Less than 5% of venture capital general partners are women, a percentage that has lingered over the past 20 years, said Sharon Vosmek, CEO of Astia, who moderated a sparsely attended panel titled “Women: Key Players in High-Growth Investment Strategies” at the Milken Institute Global Conference in Beverly Hills, Calif.
It’s a “real struggle,” said Christopher Ailman, chief investment officer of the $191.2 billion California State Teachers’ Retirement System, West Sacramento.
When private equity firm executives meet with CalSTRS officials, there is sometimes one woman in the meeting, Mr. Ailman said. “We have picked and prodded, but it is far too slow,” Mr. Ailman said.
CalSTRS would like to see its managers “diversify away from pale, male and stale,” he said.
Women are also underrepresented on corporate boards in the U.S. Boards might have one woman, but it takes two people to make a motion. “We’ve asked managers to expand their diversity,” Mr.
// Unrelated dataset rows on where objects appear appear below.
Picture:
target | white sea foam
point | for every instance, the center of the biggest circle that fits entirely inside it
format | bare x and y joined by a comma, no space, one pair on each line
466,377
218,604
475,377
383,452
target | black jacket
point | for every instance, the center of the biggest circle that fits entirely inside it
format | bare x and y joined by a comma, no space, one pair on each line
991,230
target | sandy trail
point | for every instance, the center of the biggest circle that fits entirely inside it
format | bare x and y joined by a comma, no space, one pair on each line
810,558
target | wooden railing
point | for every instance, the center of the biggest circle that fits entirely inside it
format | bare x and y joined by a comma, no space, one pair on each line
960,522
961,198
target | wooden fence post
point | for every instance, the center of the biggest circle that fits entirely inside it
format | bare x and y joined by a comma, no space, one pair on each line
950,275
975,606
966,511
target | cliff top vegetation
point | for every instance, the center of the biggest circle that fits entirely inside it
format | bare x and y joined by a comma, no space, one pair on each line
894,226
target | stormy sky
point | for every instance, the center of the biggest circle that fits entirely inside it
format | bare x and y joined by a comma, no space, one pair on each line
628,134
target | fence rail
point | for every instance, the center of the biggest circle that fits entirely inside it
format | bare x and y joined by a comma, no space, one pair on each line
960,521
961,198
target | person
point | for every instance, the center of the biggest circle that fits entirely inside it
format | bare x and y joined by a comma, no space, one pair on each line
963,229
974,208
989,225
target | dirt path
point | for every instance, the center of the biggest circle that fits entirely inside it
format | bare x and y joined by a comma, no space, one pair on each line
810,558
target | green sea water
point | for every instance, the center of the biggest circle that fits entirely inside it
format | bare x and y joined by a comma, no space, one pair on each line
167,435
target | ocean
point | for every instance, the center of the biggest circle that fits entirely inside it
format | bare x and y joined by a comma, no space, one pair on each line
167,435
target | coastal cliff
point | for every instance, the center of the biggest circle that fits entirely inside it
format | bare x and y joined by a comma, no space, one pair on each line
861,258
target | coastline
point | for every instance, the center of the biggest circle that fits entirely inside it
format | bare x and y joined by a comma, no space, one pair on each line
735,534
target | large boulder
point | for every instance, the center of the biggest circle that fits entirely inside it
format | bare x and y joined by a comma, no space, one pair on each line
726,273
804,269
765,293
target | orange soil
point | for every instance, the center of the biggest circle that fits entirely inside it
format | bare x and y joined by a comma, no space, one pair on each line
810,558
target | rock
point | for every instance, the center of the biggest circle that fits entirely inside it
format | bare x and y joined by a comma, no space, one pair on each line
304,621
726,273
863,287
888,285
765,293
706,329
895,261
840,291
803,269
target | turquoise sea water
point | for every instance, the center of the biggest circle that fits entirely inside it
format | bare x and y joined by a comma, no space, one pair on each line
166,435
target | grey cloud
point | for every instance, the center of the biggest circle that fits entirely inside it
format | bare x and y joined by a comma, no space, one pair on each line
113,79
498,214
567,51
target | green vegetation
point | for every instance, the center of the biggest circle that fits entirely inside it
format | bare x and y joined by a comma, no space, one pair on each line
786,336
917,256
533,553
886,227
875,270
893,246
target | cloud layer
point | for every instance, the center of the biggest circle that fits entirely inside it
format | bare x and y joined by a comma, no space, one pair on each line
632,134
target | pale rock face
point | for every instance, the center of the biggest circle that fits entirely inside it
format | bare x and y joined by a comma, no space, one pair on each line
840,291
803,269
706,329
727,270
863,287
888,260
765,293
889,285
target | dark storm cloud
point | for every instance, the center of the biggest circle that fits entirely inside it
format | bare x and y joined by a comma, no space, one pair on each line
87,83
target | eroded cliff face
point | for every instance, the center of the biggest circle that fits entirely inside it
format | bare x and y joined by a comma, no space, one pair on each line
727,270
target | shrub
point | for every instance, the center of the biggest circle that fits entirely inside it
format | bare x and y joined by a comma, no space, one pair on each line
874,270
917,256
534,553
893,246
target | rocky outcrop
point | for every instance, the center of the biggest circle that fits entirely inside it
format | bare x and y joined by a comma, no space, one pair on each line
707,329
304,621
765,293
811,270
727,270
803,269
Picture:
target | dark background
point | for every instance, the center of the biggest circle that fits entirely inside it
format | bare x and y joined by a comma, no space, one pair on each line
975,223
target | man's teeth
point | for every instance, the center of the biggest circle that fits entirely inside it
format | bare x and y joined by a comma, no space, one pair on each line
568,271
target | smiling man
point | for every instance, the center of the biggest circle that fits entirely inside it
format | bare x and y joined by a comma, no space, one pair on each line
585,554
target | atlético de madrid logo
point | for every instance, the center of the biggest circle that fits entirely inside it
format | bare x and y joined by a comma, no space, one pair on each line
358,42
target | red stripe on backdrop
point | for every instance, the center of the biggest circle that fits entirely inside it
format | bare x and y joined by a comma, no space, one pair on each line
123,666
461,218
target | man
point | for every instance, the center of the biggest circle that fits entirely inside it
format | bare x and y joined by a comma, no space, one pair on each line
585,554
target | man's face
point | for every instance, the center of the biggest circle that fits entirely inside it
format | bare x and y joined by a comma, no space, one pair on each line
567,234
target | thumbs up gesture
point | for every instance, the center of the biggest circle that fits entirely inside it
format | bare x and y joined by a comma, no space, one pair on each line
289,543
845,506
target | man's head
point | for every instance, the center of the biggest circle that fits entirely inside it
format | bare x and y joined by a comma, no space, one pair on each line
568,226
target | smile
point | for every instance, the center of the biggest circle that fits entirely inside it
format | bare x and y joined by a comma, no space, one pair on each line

Ailman said.
CalSTRS is also asking private equity firms to bring in more women as part of their investment staff and to give women more opportunity for advancement, he said.
Seema Hingorani, managing director of Seema R. Hingorani Partners, said that when she was CIO of the New York bureau of asset management, overseeing investments at the $163.4 billion New York City Retirement Systems, women at money managers she dealt with were not on the investment side.
“I asked why and they said ‘we don’t get resumes,’” Ms. Hingorani said.